2 Responses to “A Breath of Fresh Air, But…”

  1. Thunderstrike78 Says:

    I have to agree with LM: don’t want for a full year’s worth of evidence. My experience in court has shown that (at least in my situation) the court will not be any more likely to grant your request for relief if you wait for overwhelming evidence than if you go to court right now. Oftentimes, I have found that the judge looks at that overwhelming evidence and wonders why you didn’t come to court sooner, and concludes that it must not really be that much of a concern if you waited so long to bring it to the court’s attention.

    If you can establish problems with attendance during the PEW’s custody time (ask the school for an attendance record), and especially if you can tie it to difficulties with achievement in school (perhaps documents on a progress report obtained during parent-teacher conferences), you might be able to make the case that your step-son needs to be in your husband’s primary custody during the school year because your husband is more capable of ensuring that he is successful in school.

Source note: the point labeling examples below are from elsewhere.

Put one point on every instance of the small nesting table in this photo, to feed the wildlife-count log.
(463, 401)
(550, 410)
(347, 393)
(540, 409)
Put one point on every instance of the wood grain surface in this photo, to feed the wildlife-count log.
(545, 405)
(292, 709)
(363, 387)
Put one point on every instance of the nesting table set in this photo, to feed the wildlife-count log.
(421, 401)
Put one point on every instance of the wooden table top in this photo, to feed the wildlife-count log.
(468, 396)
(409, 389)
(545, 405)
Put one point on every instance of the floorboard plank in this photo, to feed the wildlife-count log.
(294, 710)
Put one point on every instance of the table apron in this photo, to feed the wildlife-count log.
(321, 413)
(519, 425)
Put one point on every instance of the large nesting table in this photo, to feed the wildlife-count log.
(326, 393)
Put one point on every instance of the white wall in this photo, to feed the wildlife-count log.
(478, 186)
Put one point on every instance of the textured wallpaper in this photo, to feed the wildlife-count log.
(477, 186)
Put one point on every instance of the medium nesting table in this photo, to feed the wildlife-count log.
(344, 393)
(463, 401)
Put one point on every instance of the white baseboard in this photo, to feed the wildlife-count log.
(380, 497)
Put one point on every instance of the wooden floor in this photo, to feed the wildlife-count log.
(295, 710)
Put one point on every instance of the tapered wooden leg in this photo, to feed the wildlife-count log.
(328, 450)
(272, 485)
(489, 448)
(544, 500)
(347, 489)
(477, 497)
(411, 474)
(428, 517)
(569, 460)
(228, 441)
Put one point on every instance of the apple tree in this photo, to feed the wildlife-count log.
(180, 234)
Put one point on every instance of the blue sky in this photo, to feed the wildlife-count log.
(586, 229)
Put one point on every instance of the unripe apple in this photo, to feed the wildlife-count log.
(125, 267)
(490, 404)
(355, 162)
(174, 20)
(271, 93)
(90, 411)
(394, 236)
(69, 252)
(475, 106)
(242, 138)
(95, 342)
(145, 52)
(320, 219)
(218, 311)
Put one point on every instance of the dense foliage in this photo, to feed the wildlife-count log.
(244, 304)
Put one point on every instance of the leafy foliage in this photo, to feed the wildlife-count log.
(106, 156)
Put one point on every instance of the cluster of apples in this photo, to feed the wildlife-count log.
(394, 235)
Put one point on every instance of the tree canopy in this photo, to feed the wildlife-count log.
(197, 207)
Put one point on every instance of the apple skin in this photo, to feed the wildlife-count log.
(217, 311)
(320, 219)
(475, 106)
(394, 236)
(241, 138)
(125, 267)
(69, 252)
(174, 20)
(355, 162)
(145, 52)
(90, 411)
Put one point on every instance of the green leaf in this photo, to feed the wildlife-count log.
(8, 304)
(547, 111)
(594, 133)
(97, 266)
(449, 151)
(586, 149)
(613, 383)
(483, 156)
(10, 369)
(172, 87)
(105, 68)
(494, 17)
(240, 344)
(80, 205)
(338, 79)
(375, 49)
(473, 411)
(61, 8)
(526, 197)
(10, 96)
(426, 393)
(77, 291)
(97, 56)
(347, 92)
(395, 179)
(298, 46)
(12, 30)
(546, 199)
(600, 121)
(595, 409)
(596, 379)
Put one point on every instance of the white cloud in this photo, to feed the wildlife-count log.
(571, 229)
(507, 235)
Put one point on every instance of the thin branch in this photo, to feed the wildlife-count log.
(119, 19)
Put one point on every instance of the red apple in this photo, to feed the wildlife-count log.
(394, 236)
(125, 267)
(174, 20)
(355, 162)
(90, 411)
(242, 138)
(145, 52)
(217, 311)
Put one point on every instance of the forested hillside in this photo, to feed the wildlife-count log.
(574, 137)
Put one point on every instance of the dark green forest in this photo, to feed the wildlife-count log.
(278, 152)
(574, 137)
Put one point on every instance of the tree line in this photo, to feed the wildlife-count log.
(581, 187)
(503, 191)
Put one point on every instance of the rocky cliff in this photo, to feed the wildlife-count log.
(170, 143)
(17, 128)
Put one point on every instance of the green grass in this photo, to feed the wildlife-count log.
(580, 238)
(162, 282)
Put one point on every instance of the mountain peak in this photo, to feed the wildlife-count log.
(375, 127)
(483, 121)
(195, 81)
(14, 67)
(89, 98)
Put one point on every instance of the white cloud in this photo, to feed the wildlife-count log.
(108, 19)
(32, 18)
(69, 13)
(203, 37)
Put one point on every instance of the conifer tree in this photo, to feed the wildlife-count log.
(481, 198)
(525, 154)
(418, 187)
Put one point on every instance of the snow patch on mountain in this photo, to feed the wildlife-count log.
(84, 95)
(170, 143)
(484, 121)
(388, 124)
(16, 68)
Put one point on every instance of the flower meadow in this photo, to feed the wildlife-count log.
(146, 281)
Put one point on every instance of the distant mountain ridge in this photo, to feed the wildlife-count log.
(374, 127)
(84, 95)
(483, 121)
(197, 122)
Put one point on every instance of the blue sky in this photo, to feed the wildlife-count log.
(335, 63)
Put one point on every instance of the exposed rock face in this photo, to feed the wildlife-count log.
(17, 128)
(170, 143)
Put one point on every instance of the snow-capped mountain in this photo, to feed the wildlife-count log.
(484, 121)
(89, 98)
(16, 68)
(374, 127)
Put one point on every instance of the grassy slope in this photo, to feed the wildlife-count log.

    Remember, you’ll have far more success in court if you present everything as being in the best interest (or not) of the children. Don’t fall into the trap of talking about how frustrating it is for you or for your husband. Talk about how frustrating it is for your step-son, and how the PEW is placing additional stress on him and/or making it more difficult for him to achieve his educational potential.

    Best of luck to you.

  2. just for the kids Says:

    My husband has sole parental responsibility for his two children, their Mother is not even allowed to take them to the Dr or any allied health practitioners. Things are different in Australia, she did not have to pay a cent to try to stop us from having the kids live with us but it cost us more than half our yearly earnings. The Family Report (interview by pyschologist) was very damning against PEW and she now has only fortnightly weekends and half of school holidays (when she bothers seeing them). My point, do you think she would sit down and shut up and try just loving the kids for a change? NO, she takes every opportunity to cause havoc. The last few hours of every contact are spent texting messages about how much the kids hate living with us and hate us and hate us treating them like slaves (all of this is denied by the kids who seem happy and pigs in ….. when they are with us). Now PEW has a BF with a job and she is spending his money on a solicitor with the sole aim of costing us money! I am resolving that our family needs the money more than our solicitor does. We are going to treat her and her solicitor with the contempt they deserve, we are going to continue to ‘just do the right thing’ in the hope that the ‘right thing’ is enough. Even if we went back to court she is just going to ignore everything, she will never go away, the only way we can cope is to ignore her and ‘just do the right thing’ here in our home, our castle.

    Best of luck if you think spending more money is going to make her a better parent and suddenly THINK about the kid first!